Katherine Stinson was the first female aerobatic pilot, but she accomplished so much more. She  took her first trip in a hot air balloon in Kansas City in 1911 and decided she wanted a life in the air. In 1912 at the age of 19, she became one of the first women in the nation to receive a pilot’s license. 

Stinson established a flying business with her mother in San Antonio, Texas in 1913. She and her sister Marjorie ran the flying school, teaching their younger brothers and locals how to fly. The school was later run by the entire family; it became one of the nation’s most well-known flying schools, and gave lessons to people across the area.

Katherine Stinson. (Photo: news.unm.edu)
Katherine Stinson. (Photo: news.unm.edu)

Katherine Stinson participated in a series of exhibition flights across the United States, rising to national prominence. She became the first woman to perform a loop and executed a snap roll at the top of the loop in 1915. She quickly became known as a daredevil, often leading men in stunts and out-flying them with her own maneuvers.

She also pioneered as a skywriter; she attached flares to her plane and wrote “CAL” across the California sky in 1915. Stinson was nicknamed “The Flying Schoolgirl,” and she flew from San Diego to San Francisco, setting new records for flight distance and duration. 

She went on to travel internationally to promote aviation and her stunt flying. For example, in 1917 she organized a six-month tour of China and Japan to demonstrate flying.
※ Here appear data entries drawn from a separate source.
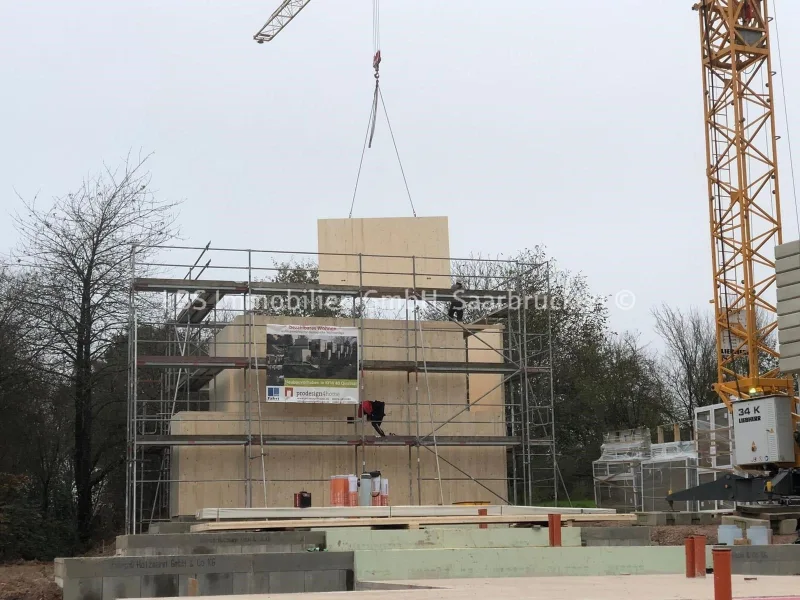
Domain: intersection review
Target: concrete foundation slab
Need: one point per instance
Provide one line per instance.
(787, 526)
(218, 543)
(766, 560)
(615, 536)
(518, 562)
(109, 578)
(642, 587)
(352, 539)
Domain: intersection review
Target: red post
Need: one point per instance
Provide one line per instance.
(722, 573)
(554, 529)
(688, 545)
(699, 555)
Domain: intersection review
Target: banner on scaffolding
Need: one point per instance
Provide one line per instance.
(313, 364)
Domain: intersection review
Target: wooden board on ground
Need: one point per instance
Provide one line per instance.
(317, 512)
(405, 522)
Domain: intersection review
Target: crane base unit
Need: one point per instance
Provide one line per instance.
(782, 488)
(765, 440)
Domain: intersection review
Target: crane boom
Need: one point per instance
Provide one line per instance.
(282, 16)
(744, 197)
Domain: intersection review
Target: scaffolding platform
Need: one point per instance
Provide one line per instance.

She set a record that same year when she flew nonstop from San Diego to San Francisco (a 9-hour 10-minute flight). 

The Postmaster General of the United States approved Stinson’s appointment to become the first woman Air Mail pilot in 1918. That year she set another duration record attempting a mail flight from Chicago to New York. However, she was forced to ground her Curtiss airplane after it ran out of fuel.

Katherine Stinson delivering U.S. Mail. (Photo: FAA)
Katherine Stinson delivering U.S. Mail. (Photo: FAA)

In World War I the Stinson sisters petitioned the government to join the Air Service as combat pilots; their request was declined. Therefore, Marjorie worked at the Navy’s department of aeronautical design. Katherine made fundraising flights for the Red Cross and Liberty Loan bond drives that established her in aerial public relations. A multi-stop fundraising flight from Rochester, New York, to Washington, D.C. raised $2 million. (In addition, she became the only pilot ever to knit for the Red Cross while flying solo in an open cockpit airplane.)

After being turned down again in her attempt to join the military, Katherine went to France,  serving as a volunteer ambulance driver for the Red Cross. After the war she was ill with influenza and tuberculosis. In 1920 she retired from active flying and settled in New Mexico. 

Katherine Stinson, an “aviator, patriot and aviation pioneer” was later inducted into the National Aviation Hall of Fame.